Et pourtant c’est avec une grande et
douloureuse virtuosité, grâce à une écriture d’orfèvre, qu’il nous entraîne
dans la gadoue de cette putain de guerre, dans cette vase humaine où se côtoient
les horreurs et l’amour… Un ensemble de textes dont on ne sort pas indemne.

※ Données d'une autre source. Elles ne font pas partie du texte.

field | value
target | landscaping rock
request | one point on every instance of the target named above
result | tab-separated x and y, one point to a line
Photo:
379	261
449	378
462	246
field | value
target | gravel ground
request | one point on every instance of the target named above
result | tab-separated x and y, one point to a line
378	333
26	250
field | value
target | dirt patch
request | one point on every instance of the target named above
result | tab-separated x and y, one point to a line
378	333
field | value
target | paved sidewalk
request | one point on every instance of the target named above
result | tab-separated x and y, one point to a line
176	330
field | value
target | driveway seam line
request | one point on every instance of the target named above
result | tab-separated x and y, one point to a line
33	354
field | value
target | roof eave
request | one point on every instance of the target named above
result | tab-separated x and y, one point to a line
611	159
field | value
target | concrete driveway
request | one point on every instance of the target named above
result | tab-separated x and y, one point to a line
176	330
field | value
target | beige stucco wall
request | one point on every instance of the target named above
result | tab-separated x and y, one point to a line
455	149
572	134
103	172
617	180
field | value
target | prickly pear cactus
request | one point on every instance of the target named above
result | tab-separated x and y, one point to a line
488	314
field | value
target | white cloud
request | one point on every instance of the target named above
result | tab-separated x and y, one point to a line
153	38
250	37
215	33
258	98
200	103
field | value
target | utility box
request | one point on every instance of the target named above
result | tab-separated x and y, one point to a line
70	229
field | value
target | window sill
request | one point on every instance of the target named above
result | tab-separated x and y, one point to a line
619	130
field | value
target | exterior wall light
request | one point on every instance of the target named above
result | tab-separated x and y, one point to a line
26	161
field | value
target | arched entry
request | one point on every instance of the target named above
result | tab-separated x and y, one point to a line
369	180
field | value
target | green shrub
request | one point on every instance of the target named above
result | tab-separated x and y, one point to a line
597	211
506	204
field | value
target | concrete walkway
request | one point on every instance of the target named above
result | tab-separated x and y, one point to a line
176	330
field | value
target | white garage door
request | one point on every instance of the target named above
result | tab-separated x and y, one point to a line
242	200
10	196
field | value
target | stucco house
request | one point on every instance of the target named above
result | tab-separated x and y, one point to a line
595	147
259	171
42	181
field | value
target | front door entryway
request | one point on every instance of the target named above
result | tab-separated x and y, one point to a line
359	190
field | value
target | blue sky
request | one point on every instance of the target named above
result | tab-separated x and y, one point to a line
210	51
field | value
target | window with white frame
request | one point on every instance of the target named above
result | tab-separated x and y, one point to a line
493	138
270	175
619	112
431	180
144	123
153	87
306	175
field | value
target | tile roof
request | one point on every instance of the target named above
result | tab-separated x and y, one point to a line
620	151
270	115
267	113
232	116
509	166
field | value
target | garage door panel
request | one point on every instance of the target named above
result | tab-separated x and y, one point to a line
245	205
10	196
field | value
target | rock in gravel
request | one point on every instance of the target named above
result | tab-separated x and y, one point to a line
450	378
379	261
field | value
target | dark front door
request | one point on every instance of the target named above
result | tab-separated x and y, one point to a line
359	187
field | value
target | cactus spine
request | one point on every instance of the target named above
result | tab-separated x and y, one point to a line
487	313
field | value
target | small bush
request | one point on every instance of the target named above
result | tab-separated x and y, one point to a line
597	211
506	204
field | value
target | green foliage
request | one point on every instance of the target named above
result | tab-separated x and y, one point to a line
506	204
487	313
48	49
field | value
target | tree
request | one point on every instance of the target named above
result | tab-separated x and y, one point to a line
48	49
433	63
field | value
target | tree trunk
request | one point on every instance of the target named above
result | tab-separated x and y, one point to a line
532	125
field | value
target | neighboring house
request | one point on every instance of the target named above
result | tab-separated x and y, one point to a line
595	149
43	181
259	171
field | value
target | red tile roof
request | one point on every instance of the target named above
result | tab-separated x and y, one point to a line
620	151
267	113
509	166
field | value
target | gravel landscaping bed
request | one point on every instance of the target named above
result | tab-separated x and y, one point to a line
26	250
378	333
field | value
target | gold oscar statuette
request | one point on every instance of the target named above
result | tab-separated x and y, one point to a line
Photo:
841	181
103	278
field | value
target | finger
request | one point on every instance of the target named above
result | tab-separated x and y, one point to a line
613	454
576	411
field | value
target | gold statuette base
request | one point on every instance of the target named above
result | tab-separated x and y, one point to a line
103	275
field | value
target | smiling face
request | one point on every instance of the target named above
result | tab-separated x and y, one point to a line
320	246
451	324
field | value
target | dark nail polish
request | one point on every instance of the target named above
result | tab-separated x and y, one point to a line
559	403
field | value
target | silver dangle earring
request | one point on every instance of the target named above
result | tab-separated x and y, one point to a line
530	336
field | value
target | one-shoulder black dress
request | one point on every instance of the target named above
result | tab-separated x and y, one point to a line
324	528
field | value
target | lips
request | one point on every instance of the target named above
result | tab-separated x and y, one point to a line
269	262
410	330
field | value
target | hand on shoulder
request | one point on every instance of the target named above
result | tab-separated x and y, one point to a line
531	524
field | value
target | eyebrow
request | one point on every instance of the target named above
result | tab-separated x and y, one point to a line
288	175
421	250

« Le ciel était noir devant nous, d’un noir d’encre, et l’air
incandescent chargé de cette odeur aigre et froide des incendies défunts. Le
sentier, éventré de toutes parts, mélange d’arbres déchiquetés et de chair
morte, se maquillait dans mon esprit de bois luxuriants, tissés de lumière
matinale et de cette brume immaculée qui, tous les matins, décrochait le
sommeil de nos yeux. »
Trente et un jours seulement
« Etait-il possible qu’une vie se résumât en si peu de
temps ? Furent-ils si intenses pour que j’acceptasse, au crépuscule de ma
vie, de refaire le voyage jusque là-bas pour la revoir mourir ! Nous
avions échangé nos adresses. Je la revois encore plier et ranger, dans la poche
de son grand manteau, le petit morceau de papier que je lui avais remis,
m’embrasser sur les lèvres et partir dans la précipitation pour rejoindre les
siens qui combattaient dans le secteur. Un baiser de femme dans l’enfer de la
guerre, personne ne peut mesurer l’énergie que cela vous donne. Un baiser qui
mettait le néant entre parenthèses, qui me rajoutait vingt vies aux vingt
qu’elle m’avait déjà offertes avec ce que nous venions de partager. Quarante
vies pour survivre à cette stupide boucherie qui allait broyer des millions
d’hommes, c’était mieux que les jeux vidéo d’aujourd’hui. »
Dans ces
écrits de l’enfer, on croise des soldats, des hommes, des femmes, des amants,
des enfants, des mamans… qui ont vécu malgré tout.
« Je marche dans une flaque de sang. Une immense flaque de sang qui
se durcit en une croûte épaisse à chacun de mes pas. Je marche avec peine alors
qu’il faudrait que je me dépêche. Il y a comme un brouillard opaque devant moi,
qu’il me faut pousser pour avancer. Un brouillard noir comme la terre et le
ciel, que des mains crèvent en son milieu en laissant s’échapper une odeur de
feu et de sueur qui m’écoeure. Les mains s’agrippent à l’ombre que je dessine
dans le sang. Certaines tiennent des fusils et d’autres cherchent à me toucher.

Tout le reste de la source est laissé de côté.